Expected response shape:

{
"id": "chatcmpl-...",
"object": "chat.completion",
"choices": [{
"message": {
"role": "assistant",
"content": "working."
},
"finish_reason": "stop"
}],
"usage": { "prompt_tokens": 12, "completion_tokens": 2, "total_tokens": 14 }
}

Check Which Models Are Loaded

curl http://localhost:1234/v1/models

This returns a JSON list of currently loaded models. The id field in each entry is what you pass as "model" in your API calls.


Step 5 — Use It Like the OpenAI API

The endpoint is a drop-in replacement.
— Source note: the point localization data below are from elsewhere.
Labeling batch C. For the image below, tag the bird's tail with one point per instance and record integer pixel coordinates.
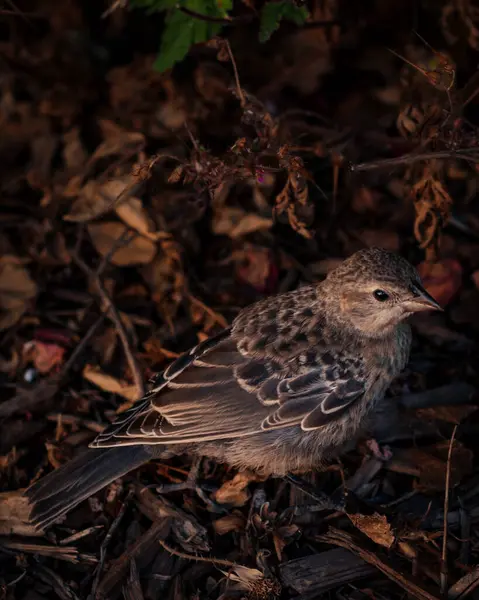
(61, 490)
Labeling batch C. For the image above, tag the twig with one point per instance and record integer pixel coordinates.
(344, 540)
(217, 561)
(235, 70)
(446, 510)
(220, 20)
(412, 158)
(105, 543)
(216, 316)
(115, 317)
(81, 346)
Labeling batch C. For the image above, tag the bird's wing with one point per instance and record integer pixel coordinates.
(216, 391)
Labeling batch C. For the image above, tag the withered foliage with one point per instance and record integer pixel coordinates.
(139, 212)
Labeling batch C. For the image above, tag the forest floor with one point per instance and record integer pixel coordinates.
(139, 212)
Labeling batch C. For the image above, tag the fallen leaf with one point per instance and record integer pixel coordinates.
(257, 268)
(236, 222)
(449, 414)
(235, 521)
(106, 235)
(16, 290)
(235, 491)
(375, 526)
(133, 213)
(110, 384)
(166, 279)
(117, 141)
(429, 465)
(74, 153)
(441, 279)
(44, 356)
(96, 199)
(14, 513)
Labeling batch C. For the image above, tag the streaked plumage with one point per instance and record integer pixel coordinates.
(285, 388)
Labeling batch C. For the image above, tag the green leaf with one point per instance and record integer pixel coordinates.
(274, 12)
(182, 30)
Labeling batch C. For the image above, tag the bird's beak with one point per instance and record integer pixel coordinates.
(423, 300)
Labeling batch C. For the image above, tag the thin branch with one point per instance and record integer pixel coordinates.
(466, 154)
(81, 346)
(106, 542)
(115, 317)
(220, 20)
(235, 70)
(446, 510)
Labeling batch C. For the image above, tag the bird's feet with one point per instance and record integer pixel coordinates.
(382, 453)
(191, 484)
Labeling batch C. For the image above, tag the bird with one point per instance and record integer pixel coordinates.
(287, 387)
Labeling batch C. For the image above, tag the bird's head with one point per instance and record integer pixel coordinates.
(374, 290)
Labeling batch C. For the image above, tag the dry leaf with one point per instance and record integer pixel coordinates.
(449, 414)
(132, 212)
(375, 526)
(105, 236)
(257, 268)
(117, 141)
(110, 384)
(235, 521)
(429, 465)
(166, 279)
(235, 222)
(16, 290)
(44, 356)
(74, 153)
(441, 279)
(14, 512)
(235, 491)
(96, 199)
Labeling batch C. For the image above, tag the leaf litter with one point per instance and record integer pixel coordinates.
(139, 212)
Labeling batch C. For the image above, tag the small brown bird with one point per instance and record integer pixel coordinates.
(288, 386)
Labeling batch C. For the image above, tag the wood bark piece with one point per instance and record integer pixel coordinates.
(344, 540)
(321, 572)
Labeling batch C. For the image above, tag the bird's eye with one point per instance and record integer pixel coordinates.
(381, 295)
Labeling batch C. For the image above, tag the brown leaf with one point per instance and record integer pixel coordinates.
(166, 279)
(257, 268)
(96, 199)
(105, 236)
(441, 279)
(44, 356)
(16, 290)
(429, 465)
(235, 222)
(235, 521)
(449, 414)
(108, 383)
(235, 491)
(117, 141)
(132, 212)
(375, 526)
(14, 511)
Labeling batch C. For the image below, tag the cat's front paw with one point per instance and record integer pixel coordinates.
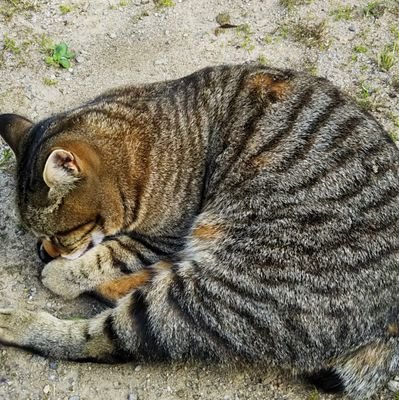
(64, 278)
(16, 326)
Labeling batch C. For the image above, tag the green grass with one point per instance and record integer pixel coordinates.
(164, 3)
(342, 13)
(10, 45)
(12, 7)
(66, 8)
(223, 18)
(360, 49)
(291, 4)
(374, 9)
(60, 56)
(307, 33)
(50, 81)
(388, 57)
(5, 157)
(244, 33)
(262, 60)
(314, 395)
(364, 98)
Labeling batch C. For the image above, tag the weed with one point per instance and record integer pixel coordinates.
(343, 13)
(164, 3)
(314, 395)
(50, 81)
(60, 55)
(394, 135)
(13, 7)
(291, 4)
(262, 60)
(10, 45)
(387, 58)
(138, 17)
(395, 31)
(223, 19)
(360, 49)
(5, 157)
(244, 32)
(309, 34)
(45, 43)
(364, 97)
(66, 8)
(374, 9)
(268, 38)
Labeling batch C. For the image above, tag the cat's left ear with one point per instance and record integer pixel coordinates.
(62, 168)
(13, 129)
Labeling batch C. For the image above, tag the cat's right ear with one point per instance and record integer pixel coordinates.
(13, 128)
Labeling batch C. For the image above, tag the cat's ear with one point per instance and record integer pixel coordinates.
(12, 129)
(61, 169)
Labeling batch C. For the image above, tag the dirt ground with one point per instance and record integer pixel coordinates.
(353, 43)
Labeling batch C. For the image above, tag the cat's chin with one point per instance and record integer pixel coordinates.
(76, 254)
(96, 238)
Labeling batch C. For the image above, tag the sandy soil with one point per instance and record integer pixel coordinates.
(120, 42)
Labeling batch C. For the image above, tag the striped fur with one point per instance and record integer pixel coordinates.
(240, 212)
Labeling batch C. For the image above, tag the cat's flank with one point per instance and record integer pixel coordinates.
(241, 212)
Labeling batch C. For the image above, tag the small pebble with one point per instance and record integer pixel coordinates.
(52, 365)
(393, 386)
(160, 62)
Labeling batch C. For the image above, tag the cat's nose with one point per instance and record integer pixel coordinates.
(43, 255)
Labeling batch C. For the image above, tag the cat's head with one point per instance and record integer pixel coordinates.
(63, 193)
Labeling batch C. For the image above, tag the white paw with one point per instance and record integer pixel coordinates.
(16, 326)
(64, 278)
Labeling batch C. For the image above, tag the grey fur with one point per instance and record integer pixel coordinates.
(298, 189)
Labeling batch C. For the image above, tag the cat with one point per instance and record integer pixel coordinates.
(241, 212)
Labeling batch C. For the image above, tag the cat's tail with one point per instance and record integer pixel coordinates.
(362, 372)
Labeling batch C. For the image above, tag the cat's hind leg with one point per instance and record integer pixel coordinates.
(362, 372)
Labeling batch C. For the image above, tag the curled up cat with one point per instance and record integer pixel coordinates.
(241, 212)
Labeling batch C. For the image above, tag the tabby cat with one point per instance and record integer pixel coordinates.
(241, 212)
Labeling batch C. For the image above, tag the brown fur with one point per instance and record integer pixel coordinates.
(207, 231)
(116, 289)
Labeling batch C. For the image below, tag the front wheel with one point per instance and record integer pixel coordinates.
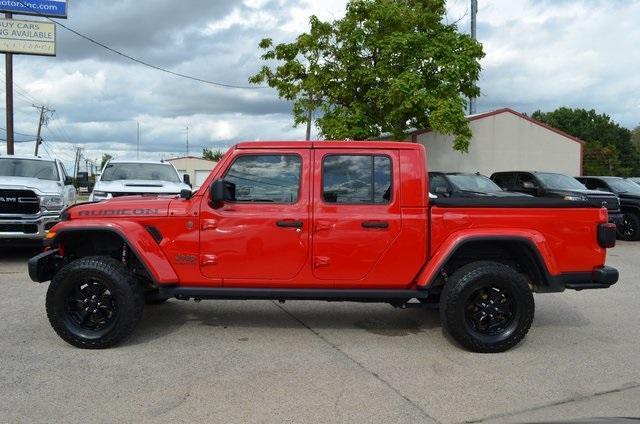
(94, 302)
(487, 307)
(629, 230)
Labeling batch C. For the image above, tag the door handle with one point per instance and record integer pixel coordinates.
(289, 223)
(375, 224)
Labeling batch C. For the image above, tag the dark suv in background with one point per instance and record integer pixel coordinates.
(629, 194)
(457, 184)
(561, 186)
You only need to change two things in any existing OpenAI client code:

  1. base_urlhttp://localhost:1234/v1
  2. api_key → any string (LM Studio doesn't validate it; "lm-studio" is the conventional placeholder)

Python Example

from openai import OpenAI

client = OpenAI(
base_url="http://localhost:1234/v1",
api_key="lm-studio",
)

response = client.chat.completions.create(
model="lmstudio-community/Qwen2.5-7B-Instruct-GGUF",
messages=[
{"role": "system", "content": "You are a helpful assistant."},
{"role": "user", "content": "What is 17 multiplied by 4?"}
],
temperature=0.2,
)

print(response.choices[0].message.content)
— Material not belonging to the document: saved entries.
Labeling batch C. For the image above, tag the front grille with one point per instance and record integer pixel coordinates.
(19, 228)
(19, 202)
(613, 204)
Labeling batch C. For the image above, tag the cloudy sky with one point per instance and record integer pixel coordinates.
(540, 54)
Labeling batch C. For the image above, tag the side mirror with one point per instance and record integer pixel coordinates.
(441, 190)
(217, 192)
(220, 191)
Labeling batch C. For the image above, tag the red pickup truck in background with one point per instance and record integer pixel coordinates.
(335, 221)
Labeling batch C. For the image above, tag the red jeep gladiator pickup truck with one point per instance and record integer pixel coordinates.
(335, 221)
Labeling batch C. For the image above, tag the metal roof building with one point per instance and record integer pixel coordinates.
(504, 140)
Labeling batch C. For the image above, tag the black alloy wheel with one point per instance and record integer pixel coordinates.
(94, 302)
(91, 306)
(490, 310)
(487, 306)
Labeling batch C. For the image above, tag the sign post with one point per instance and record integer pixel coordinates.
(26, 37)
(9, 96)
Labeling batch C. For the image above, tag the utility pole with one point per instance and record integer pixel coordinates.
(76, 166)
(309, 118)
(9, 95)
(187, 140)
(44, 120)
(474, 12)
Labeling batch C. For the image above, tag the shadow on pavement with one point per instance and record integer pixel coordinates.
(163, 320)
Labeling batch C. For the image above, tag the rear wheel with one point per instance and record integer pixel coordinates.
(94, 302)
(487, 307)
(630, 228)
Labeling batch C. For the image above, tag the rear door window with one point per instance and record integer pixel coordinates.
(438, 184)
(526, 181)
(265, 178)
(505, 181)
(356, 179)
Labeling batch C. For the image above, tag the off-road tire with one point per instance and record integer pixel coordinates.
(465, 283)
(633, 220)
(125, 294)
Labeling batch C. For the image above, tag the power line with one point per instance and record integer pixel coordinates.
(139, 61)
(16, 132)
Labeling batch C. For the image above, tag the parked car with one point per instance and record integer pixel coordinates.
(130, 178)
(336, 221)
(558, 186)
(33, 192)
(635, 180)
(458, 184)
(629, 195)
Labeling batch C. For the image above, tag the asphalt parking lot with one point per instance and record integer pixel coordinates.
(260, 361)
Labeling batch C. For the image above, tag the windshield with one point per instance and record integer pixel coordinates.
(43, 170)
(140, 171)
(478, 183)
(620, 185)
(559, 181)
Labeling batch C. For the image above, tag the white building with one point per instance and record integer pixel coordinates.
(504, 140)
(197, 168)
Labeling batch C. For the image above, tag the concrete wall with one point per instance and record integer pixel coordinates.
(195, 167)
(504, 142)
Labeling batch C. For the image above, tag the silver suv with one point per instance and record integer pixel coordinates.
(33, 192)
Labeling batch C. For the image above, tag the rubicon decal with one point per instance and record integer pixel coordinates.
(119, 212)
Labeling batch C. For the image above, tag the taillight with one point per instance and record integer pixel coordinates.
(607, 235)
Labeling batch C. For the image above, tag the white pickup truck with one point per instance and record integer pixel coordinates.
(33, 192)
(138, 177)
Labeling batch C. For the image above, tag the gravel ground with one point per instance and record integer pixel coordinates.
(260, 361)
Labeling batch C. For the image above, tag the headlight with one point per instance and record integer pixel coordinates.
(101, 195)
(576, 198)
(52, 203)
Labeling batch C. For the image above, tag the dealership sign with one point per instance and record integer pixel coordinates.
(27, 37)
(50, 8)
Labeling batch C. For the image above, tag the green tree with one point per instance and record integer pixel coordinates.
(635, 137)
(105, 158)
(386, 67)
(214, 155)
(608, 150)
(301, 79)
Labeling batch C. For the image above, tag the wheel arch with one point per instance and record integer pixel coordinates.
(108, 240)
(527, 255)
Install the OpenAI SDK if you haven't:

pip install openai

Streaming Example

stream = client.chat.completions.create(
model="lmstudio-community/Qwen2.5-7B-Instruct-GGUF",
messages=[{"role": "user", "content": "Count from 1 to 5."}],
stream=True,
)

for chunk in stream:
delta = chunk.choices[0].delta
if delta.content:
print(delta.content, end="", flush=True)

What Endpoints Are Available

EndpointDescription
POST /v1/chat/completionsChat inference (OpenAI-compatible)
GET /v1/modelsList loaded models
POST /v1/completionsLegacy text completion
POST /v1/embeddingsEmbedding vectors
POST /v1/responsesOpenAI Responses API (stateful)
POST /api/v1/chatLM Studio native v1 API (richer stats)
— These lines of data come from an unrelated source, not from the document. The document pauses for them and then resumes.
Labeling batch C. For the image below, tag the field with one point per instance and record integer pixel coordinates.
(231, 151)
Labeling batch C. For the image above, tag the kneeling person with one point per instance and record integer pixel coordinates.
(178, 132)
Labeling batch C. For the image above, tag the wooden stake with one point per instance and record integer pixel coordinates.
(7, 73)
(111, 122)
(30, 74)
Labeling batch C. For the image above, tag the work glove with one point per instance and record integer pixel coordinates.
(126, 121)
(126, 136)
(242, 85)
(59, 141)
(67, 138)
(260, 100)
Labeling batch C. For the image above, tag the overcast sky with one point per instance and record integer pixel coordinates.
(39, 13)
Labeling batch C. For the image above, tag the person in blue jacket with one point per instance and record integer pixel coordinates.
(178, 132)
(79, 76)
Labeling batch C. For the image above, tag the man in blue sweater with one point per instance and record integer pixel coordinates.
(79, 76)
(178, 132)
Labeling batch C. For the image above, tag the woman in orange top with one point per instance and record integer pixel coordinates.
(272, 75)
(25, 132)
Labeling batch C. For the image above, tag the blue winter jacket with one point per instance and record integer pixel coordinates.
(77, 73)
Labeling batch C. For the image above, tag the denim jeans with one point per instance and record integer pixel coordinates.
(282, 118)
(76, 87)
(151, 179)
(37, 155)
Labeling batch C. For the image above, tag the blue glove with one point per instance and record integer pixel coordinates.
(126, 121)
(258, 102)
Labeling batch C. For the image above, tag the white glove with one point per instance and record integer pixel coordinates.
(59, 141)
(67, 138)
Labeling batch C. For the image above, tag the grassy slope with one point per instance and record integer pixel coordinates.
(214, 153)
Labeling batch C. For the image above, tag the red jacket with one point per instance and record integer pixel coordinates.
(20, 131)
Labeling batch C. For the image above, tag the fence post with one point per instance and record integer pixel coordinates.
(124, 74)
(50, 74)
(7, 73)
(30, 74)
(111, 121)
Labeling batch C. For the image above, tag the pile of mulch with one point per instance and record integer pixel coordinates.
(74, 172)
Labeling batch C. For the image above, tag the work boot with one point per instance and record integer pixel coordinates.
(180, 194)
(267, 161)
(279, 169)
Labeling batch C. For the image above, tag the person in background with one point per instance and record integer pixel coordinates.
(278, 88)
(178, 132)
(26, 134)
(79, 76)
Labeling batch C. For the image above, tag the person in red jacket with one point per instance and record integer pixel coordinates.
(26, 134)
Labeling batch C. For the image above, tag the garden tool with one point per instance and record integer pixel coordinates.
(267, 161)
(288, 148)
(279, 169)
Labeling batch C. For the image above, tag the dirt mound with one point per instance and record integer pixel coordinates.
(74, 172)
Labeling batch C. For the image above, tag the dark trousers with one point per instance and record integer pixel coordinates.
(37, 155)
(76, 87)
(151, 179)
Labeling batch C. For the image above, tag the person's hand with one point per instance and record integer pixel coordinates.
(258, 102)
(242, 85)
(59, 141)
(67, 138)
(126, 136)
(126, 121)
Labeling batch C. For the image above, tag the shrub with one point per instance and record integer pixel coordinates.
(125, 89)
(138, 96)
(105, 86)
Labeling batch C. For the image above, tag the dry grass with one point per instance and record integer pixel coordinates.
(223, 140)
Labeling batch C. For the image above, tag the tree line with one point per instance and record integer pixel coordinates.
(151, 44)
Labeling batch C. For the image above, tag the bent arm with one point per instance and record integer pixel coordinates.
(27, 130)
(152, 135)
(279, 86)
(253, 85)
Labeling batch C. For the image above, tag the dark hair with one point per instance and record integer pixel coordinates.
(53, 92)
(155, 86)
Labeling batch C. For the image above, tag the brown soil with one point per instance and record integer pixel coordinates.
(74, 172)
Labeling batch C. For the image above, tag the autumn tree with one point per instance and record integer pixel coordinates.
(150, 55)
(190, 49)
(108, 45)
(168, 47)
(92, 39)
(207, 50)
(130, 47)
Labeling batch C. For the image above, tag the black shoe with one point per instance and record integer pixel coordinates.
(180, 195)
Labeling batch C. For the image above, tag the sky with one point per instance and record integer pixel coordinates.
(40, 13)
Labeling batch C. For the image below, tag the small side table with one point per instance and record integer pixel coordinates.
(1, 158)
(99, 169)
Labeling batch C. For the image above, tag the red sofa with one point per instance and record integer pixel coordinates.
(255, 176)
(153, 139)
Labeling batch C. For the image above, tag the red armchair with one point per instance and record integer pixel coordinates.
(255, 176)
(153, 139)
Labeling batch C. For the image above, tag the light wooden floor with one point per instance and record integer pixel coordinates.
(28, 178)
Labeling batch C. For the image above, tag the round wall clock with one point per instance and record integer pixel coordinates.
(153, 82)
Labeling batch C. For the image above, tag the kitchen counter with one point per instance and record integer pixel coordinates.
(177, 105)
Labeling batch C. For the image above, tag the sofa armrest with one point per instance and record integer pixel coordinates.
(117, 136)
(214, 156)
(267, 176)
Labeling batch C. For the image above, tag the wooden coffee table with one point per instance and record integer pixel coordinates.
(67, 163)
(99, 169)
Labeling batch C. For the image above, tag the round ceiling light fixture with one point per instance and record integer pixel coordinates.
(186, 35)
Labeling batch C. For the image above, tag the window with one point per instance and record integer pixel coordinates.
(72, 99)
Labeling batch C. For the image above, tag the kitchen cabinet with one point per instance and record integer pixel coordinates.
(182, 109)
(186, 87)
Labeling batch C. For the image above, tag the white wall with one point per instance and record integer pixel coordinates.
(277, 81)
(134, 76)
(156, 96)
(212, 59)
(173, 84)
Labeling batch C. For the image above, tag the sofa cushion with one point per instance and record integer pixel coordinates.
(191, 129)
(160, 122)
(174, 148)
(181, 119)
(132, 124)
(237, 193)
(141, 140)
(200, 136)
The /api/v1/* endpoints are LM Studio's native API (released in v0.4.0) and include enhanced stats like tokens/second and time-to-first-token. The /v1/* endpoints are the OpenAI-compatible layer — use these for maximum compatibility with existing tools.


Connecting to Other Tools

Since the endpoint is OpenAI-compatible, you can drop it into:

  • LangChain — set openai_api_base="http://localhost:1234/v1"
  • Open WebUI — add LM Studio as an OpenAI-compatible provider with the localhost URL
  • Cursor / Continue.dev — point the model provider at localhost:1234
  • Any app with a "custom OpenAI base URL" field — it will work

Common Issues and Fixes

Model not appearing in /v1/models The server is running, but no model is loaded. Load a model first (Step 2), then restart the server if needed.

"Connection refused" on port 1234 The server isn't started. Go to the Developer tab and toggle it on, or run lms server start.

Slow inference GPU offload may not be active. In the model loader sidebar, slide GPU Offload to maximum. Requires an NVIDIA GPU with CUDA or Apple Silicon.

Model identifier mismatch Use curl http://localhost:1234/v1/models to get the exact model id string, then use that verbatim in your API calls.

Debugging chat template issues

lms log stream

This streams raw prompts sent to the model — useful for verifying that your system prompt and message format are being applied correctly.


Quick Reference

# Download a model
lms get lmstudio-community/Qwen2.5-7B-Instruct-GGUF@Q4_K_M

# Load it
lms load lmstudio-community/Qwen2.5-7B-Instruct-GGUF

# Start the server
lms server start

# Verify
curl http://localhost:1234/v1/models

# Test inference
curl http://localhost:1234/v1/chat/completions \
-H "Content-Type: application/json" \
-d '{"model": "lmstudio-community/Qwen2.5-7B-Instruct-GGUF", "messages": [{"role": "user", "content": "ping"}]}'

That's the full loop: download → load → serve → call.